Timmy è sempre dannatamente bravo con le parole. Lo ascoltai, rapito, e annuii.
“Perchè se fosse una questione tua, o mia, beh, ti assicuro che le cose sarebbero molto diverse”.
...Di che stava parlando?
“Neanche a me entusiasma l’idea di un estenuante giro in Europa, io, te, Elizabeth”
Inarcai le sopracciglia... Elizabeth?
“ovviamente Luca..e gli altri. Vorrei che questo sogno rimanesse tale, e vorrei che potesse finire bene. Ma non per me, per me non finisce bene. Non in questo caso. Nemmeno con una nomination all’Oscar. Nemmeno se riuscissi a vincerlo.”.
Mi guardai attorno, allarmato. Improvvisamente mi venne in mente l’ultima scena che avevamo girato a Bergamo, di notte. Le ultime sequenze dove i nostri due personaggi si lasciavano andare a un lungo bacio d’addio. Avevamo mangiato al “Via Vai” esagerando un po’ tutti con il vino, Luca voleva che la sbronza fosse realistica, e diavolo se lo era stata.

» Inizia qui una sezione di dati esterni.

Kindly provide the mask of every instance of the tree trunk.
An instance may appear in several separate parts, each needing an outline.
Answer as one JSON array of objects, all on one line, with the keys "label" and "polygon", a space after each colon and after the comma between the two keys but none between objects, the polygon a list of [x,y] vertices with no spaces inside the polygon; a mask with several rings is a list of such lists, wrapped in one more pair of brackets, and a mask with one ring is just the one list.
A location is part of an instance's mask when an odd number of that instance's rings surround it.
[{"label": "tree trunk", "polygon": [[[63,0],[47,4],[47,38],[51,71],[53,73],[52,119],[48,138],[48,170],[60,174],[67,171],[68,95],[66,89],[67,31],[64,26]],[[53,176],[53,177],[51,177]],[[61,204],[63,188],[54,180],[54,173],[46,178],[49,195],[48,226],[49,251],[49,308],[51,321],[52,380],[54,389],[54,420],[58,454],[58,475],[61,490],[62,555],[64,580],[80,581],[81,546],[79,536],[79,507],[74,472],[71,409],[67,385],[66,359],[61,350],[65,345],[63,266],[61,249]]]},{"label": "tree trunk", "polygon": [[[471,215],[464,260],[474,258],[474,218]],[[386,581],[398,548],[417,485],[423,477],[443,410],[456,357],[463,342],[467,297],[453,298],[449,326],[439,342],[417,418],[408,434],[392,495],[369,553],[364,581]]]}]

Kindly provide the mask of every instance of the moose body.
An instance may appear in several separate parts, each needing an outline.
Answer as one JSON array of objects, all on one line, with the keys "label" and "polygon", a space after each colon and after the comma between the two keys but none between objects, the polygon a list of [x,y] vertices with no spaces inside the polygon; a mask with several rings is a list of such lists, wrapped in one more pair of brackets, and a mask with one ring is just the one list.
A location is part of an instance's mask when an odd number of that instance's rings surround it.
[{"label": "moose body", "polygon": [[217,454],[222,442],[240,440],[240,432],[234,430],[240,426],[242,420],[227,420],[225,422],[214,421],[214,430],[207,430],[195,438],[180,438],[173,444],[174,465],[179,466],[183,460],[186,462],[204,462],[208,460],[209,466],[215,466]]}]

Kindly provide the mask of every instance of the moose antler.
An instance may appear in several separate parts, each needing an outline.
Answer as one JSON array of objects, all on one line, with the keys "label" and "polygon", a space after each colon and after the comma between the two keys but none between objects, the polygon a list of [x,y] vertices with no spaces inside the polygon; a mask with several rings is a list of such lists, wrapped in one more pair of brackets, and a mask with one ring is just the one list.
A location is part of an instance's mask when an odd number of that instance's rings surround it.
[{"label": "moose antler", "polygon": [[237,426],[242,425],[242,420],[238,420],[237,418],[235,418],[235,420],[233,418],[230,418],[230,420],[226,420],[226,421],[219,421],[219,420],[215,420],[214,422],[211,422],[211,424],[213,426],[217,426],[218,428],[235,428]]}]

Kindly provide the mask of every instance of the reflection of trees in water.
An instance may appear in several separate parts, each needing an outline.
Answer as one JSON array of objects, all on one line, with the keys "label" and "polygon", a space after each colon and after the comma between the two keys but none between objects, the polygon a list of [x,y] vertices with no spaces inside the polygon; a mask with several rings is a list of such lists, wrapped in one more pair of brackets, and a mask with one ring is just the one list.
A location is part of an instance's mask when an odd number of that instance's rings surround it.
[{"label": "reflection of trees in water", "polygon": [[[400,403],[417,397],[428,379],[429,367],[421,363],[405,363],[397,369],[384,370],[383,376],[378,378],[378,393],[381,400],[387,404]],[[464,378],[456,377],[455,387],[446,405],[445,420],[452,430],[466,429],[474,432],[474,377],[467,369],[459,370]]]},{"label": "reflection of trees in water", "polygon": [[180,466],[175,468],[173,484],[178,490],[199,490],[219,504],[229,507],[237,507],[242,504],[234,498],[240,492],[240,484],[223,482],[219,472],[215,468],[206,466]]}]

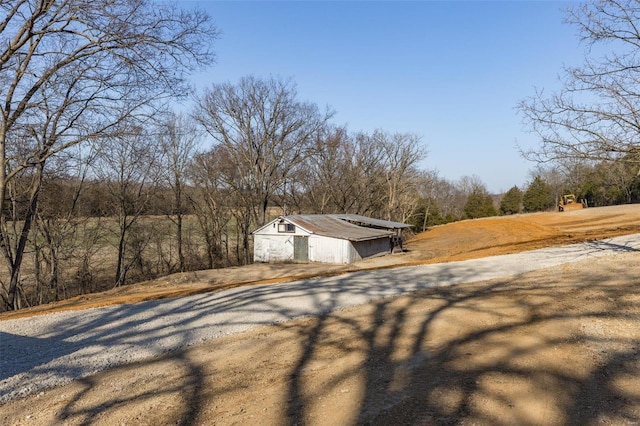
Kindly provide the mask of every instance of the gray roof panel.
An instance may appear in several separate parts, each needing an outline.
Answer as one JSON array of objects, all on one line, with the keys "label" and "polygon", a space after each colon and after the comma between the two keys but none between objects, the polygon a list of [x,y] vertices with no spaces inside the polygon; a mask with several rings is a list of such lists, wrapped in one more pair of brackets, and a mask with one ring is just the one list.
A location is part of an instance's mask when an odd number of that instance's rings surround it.
[{"label": "gray roof panel", "polygon": [[342,240],[366,241],[393,235],[392,231],[354,225],[337,217],[337,215],[300,214],[282,216],[282,219],[312,234]]}]

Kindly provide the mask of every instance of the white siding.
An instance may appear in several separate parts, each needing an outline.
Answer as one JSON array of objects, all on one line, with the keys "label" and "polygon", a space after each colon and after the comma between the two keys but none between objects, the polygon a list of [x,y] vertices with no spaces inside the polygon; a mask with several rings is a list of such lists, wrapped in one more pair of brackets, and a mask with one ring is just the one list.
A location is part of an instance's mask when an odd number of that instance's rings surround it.
[{"label": "white siding", "polygon": [[293,234],[259,235],[253,240],[254,262],[287,262],[293,260]]},{"label": "white siding", "polygon": [[333,237],[309,234],[296,226],[294,232],[278,232],[275,220],[254,235],[255,262],[293,262],[294,236],[309,237],[309,261],[323,263],[352,263],[390,252],[388,237],[351,242]]}]

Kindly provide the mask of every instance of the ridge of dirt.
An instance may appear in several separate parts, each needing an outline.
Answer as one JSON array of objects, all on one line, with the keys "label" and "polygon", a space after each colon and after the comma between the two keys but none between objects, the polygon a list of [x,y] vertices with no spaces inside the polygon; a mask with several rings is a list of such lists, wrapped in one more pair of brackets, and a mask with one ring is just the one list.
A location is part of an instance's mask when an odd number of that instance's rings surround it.
[{"label": "ridge of dirt", "polygon": [[517,253],[640,232],[640,205],[498,216],[453,222],[416,234],[406,252],[351,265],[254,264],[185,272],[106,292],[0,313],[0,321],[65,310],[137,303],[254,284],[281,283],[364,269],[416,266]]},{"label": "ridge of dirt", "polygon": [[[405,253],[348,268],[462,260],[637,233],[640,205],[488,218],[434,227],[408,241]],[[639,257],[620,251],[258,327],[11,400],[1,406],[0,423],[638,424]],[[346,269],[200,271],[67,303],[82,309]]]}]

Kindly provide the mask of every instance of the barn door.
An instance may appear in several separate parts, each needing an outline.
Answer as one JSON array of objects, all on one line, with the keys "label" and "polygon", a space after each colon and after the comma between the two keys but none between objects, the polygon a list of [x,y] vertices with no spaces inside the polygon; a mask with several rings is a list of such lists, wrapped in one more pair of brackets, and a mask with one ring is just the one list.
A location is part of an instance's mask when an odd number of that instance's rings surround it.
[{"label": "barn door", "polygon": [[266,238],[262,239],[262,261],[269,262],[269,249],[271,248],[271,241]]},{"label": "barn door", "polygon": [[309,261],[309,237],[293,237],[293,260],[296,262]]}]

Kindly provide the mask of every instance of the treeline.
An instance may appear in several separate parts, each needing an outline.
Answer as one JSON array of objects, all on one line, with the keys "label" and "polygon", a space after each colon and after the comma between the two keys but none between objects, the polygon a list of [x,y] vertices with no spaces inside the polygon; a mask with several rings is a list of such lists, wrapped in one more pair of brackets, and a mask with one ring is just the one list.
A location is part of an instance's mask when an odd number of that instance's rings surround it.
[{"label": "treeline", "polygon": [[352,133],[331,117],[300,102],[291,81],[248,77],[212,86],[189,114],[123,123],[115,135],[54,157],[37,204],[38,171],[23,169],[3,209],[15,244],[22,218],[34,213],[22,247],[22,306],[250,263],[251,231],[278,214],[348,212],[420,232],[554,209],[568,192],[592,206],[640,198],[626,163],[547,167],[524,188],[490,194],[477,176],[453,182],[424,170],[418,135]]}]

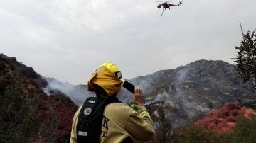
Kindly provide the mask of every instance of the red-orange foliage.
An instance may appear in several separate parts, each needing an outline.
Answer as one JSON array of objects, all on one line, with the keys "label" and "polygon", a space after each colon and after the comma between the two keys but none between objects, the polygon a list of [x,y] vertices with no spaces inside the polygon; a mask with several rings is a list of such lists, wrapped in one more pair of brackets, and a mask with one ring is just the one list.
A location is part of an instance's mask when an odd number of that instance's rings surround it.
[{"label": "red-orange foliage", "polygon": [[242,117],[250,118],[252,115],[256,115],[256,111],[244,107],[238,102],[228,103],[211,112],[208,116],[198,120],[193,125],[209,132],[231,132],[238,120]]}]

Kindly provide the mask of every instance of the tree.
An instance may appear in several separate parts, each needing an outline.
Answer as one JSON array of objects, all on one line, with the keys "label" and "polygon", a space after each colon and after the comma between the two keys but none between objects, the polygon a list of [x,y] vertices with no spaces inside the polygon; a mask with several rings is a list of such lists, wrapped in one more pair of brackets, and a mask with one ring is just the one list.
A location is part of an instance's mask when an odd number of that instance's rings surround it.
[{"label": "tree", "polygon": [[235,46],[238,50],[238,55],[235,62],[237,62],[237,67],[239,69],[238,76],[245,81],[251,80],[253,82],[253,87],[256,91],[256,33],[255,30],[252,33],[247,31],[246,34],[242,32],[240,23],[240,27],[243,40],[240,41],[239,47]]}]

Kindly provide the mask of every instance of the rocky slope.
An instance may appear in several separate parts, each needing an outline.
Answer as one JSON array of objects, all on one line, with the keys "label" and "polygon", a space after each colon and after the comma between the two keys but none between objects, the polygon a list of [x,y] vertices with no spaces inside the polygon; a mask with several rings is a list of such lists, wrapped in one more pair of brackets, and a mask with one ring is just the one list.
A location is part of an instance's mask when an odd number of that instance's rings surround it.
[{"label": "rocky slope", "polygon": [[[196,121],[227,103],[239,101],[255,107],[252,83],[235,78],[238,69],[223,61],[199,60],[175,69],[161,70],[131,79],[140,86],[152,114],[163,108],[164,117],[178,127]],[[120,98],[130,102],[130,93]]]},{"label": "rocky slope", "polygon": [[[31,139],[47,142],[48,138],[51,138],[57,142],[68,140],[72,118],[78,105],[87,97],[93,96],[93,93],[86,91],[86,85],[75,86],[53,78],[42,77],[33,68],[17,62],[15,57],[1,54],[1,101],[7,100],[5,98],[6,90],[13,84],[13,75],[17,71],[22,79],[18,98],[28,103],[36,101],[34,107],[38,117],[35,131],[37,137]],[[242,80],[235,79],[237,72],[235,65],[223,61],[199,60],[175,69],[161,70],[129,81],[144,91],[146,105],[155,125],[157,127],[162,122],[166,127],[171,130],[202,119],[227,103],[238,101],[238,105],[240,105],[235,107],[255,108],[256,96],[251,88],[252,83],[243,83]],[[124,103],[130,103],[132,101],[131,93],[126,89],[122,88],[117,96]],[[20,101],[9,101],[1,104],[6,110],[4,113],[0,113],[0,122],[5,125],[0,131],[12,127],[14,122],[11,122],[14,121],[6,115],[13,113],[14,105],[21,103]],[[14,115],[23,113],[21,109],[21,107],[15,109]],[[229,110],[232,112],[233,109]]]},{"label": "rocky slope", "polygon": [[78,106],[66,95],[46,95],[32,67],[0,55],[0,142],[67,142]]}]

Timmy quella sera aveva pianto, dopo quella scena. Un pianto lungo, inconsolabile, nessuno di noi sapeva cosa fare o dire per alleggerire il suo dolore,ovunque esso provenisse. Pensavamo fosse colpa del vino, a volte si sa, le sbronze non vanno troppo bene. [A1] Quindi l’ho riaccompagnato in hotel, appena si era riuscito a ricomporre un po’. In taxi si era addormentato, di un sonno profondo. Arrivati all’albergo, con delicatezza, come se fosse una bambola di porcellana, lo avevo raccolto dal sedile e trasportato fino alla sua camera, come un bambino che aveva fatto troppo tardi  guardando la TV, e andava portato nel suo lettino.
Mi sorpresi a pensare al Piccolo Principe.
...“ Incominciava ad addormentarsi, io lo presi tra le braccia e mi rimisi in cammino. Ero commosso. Mi sembrava di portare un fragile tesoro. Mi sembrava pure che non ci fosse niente di più fragile sulla Terra. Guardavo, alla luce della luna, quella fronte pallida, quegli occhi chiusi, quelle ciocche di capelli che tremavano al vento”...
Mi sembrava davvero di portare un fragile tesoro. In stanza, l’avevo steso dolcemente sul letto togliendogli le scarpe e i calzini. Eravamo davvero alla fine del viaggio. Lo guardavo nella luce soffusa della stanza e in quello mi accorsi che lo stomaco mi si stava contorcendo. Forse era davvero il vino..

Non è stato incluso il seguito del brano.